The exhibition features three large monochromatic wall pieces—Sia o no così, rosa; Così, rosa; Sia o no così, azzurro—painted in 2009 in densely layered color, ritually applied in the same manner at the same time of day. They are juxtaposed with the sculpture Colonna nel vuoto, 2019, a column built from a painted wooden frame. In dialogue with Campo Baeza’s isotropic gallery, the sculpture can be seen as a symbol, a possible source of reinterpretation and innovation in the relationship between art and architecture.
Alongside the paintings and column is Disco, 1981, a piece created from black lacquered wood inserted into one of the walls.

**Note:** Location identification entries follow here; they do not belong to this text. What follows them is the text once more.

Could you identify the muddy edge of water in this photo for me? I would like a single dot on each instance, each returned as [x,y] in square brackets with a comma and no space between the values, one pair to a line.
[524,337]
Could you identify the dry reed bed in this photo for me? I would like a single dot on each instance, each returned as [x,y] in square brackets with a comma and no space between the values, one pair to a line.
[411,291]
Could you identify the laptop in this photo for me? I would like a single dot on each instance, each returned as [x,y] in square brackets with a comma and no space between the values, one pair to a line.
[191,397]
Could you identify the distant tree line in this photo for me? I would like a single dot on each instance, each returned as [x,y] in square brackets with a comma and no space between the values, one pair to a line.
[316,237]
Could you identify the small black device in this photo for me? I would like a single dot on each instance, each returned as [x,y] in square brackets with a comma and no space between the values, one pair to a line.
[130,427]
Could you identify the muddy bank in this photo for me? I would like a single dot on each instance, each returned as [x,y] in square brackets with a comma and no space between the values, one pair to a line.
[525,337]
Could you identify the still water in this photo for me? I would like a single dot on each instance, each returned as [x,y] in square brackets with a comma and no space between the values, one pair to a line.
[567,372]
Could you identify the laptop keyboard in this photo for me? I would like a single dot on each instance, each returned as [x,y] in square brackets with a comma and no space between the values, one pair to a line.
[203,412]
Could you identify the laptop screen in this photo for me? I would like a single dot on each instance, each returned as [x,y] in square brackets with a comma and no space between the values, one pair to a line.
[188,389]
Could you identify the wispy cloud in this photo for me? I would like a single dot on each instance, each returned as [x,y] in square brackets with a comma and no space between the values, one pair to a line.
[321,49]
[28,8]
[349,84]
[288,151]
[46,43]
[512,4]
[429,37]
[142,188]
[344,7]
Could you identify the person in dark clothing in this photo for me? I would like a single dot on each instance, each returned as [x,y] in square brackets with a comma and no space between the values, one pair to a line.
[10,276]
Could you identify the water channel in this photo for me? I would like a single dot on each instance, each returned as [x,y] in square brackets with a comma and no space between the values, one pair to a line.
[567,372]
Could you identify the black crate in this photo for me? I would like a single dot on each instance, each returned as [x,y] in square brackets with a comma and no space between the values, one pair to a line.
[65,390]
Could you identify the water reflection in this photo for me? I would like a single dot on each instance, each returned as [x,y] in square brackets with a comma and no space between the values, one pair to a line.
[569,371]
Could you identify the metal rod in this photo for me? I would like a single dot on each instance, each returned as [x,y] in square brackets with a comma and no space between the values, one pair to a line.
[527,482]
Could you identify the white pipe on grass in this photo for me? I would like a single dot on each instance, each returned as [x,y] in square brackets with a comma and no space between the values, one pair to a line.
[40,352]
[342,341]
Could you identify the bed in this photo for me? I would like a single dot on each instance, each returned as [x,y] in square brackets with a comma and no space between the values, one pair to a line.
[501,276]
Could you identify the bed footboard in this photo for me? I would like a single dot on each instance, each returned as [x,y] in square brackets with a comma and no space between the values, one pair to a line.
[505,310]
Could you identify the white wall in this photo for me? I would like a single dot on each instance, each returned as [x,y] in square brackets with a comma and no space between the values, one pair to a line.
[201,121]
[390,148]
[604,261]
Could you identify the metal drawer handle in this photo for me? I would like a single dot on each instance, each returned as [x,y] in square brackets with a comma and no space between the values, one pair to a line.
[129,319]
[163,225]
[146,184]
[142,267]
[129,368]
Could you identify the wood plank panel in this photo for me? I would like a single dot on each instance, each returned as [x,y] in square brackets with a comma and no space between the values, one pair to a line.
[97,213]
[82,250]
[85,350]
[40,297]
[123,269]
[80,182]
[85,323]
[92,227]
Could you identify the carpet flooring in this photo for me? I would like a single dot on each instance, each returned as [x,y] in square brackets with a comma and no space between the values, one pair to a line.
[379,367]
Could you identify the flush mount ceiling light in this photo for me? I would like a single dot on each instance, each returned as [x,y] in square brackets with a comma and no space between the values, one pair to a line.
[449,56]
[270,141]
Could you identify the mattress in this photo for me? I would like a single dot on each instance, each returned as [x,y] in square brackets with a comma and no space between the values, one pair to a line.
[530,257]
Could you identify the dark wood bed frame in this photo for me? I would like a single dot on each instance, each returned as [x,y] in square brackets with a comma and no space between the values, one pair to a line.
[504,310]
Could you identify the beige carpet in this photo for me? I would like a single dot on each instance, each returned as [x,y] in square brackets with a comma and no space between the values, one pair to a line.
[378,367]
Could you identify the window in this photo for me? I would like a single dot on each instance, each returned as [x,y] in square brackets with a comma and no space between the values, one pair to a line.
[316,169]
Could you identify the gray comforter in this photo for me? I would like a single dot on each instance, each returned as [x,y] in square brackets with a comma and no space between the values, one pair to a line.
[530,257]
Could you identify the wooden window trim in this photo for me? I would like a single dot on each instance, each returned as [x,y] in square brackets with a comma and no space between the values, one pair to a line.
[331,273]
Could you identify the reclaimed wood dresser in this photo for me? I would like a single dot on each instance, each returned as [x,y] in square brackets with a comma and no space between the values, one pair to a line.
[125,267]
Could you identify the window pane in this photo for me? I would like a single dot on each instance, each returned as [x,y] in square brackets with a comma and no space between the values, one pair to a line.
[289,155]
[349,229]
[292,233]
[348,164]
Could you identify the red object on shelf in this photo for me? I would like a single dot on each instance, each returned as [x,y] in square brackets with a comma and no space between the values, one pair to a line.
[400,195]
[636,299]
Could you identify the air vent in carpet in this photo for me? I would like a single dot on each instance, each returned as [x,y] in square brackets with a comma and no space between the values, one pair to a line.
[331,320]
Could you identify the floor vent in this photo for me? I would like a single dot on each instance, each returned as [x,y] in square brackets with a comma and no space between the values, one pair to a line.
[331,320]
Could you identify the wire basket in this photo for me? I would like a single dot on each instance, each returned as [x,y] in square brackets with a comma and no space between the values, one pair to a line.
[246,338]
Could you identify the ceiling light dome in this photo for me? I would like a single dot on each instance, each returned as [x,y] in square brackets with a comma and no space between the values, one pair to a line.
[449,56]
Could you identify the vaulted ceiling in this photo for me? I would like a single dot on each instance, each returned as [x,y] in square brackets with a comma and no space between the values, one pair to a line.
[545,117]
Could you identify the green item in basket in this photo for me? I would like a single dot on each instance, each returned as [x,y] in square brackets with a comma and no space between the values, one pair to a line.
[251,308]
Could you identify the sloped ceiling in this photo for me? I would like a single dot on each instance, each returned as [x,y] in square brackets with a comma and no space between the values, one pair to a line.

Disco introduces a magical and asymmetrical element to the space—a presence suggesting a sense of the sublime.
Parole di colore is a reflection on Spalletti’s work in relation to the cube designed by Alberto Campo Baeza; a space that feels like a sanctuary. As Spalletti explained, “In my work, there is always a desire to offer a space in which to feel good, in which to feel enveloped and somehow protected. The most important value for me is the gift.”
Generous support for Ettore Spalletti: Parole di colore is provided by Marian Goodman Gallery, Galleria Lia Rumma, and Vistamare.
The third exhibition, on view through March 31, 2025, is Carlo Scarpa: Timeless Masterpieces, a selection of fifty-six exquisite Murano glassworks from the Olnick Spanu Collection.
Curated by Marino Barovier, the exhibition reconstructs the creative journey of the renowned architect from 1926 to 1947, a period during which he collaborated with the two most prominent Murano glassmakers of the time: M.V.M. Cappellin & Co. and Venini.
“The term ‘masterpieces’ is the most appropriate for these glass works,” Barovier says, “as they are extraordinary works in terms of design and material quality; works that have made history in the workshops where they were created and are reference points for the artistic panorama of 20th-century Murano glass.”
The Olnick Spanu Collection comprises five hundred and ninety-six Murano works by forty-three artists and designers, among them Vittorio Zecchin, Artisti Barovier, Napoleone Martinuzzi, Fulvio Bianconi, Massimo Vignelli, Thomas Stearns, Giorgio Vigna and Yoichi Ohira. The Olnick Spanu Collection preserves one hundred and fifty-six masterpieces by Scarpa, making it one of the world’s largest collections of his work.
Among the glassworks created for M.V.M, the exhibition features the Pasta vitrea series, created between 1929 and 1930 and distinguished by their brilliant colors, material consistency, and gold-leaf application. Among the glassworks created for Venini, notable examples include a vase and cup from the Laccati neri e rossi series from 1940, whose characteristic coloring gives them the appearance of Chinese lacquer.
“In the furnace, Scarpa observes everything, he is curious and thirsty for knowledge, eager to manipulate the material, change its appearance, colors, and forms,” Barovier writes. “His journey takes place discreetly alongside the glass masters who have the experience, who know the tricks of an ancient craft rooted in tradition passed down from master to master. But he himself becomes a master: he engages in lengthy conversations with the artisans, especially with masters Ferdinando Toso, known as Fei, and Arturo Biasutto, known as Boboli, with whom he establishes a privileged relationship. He stimulates research and opens the way to unexpected proposals.”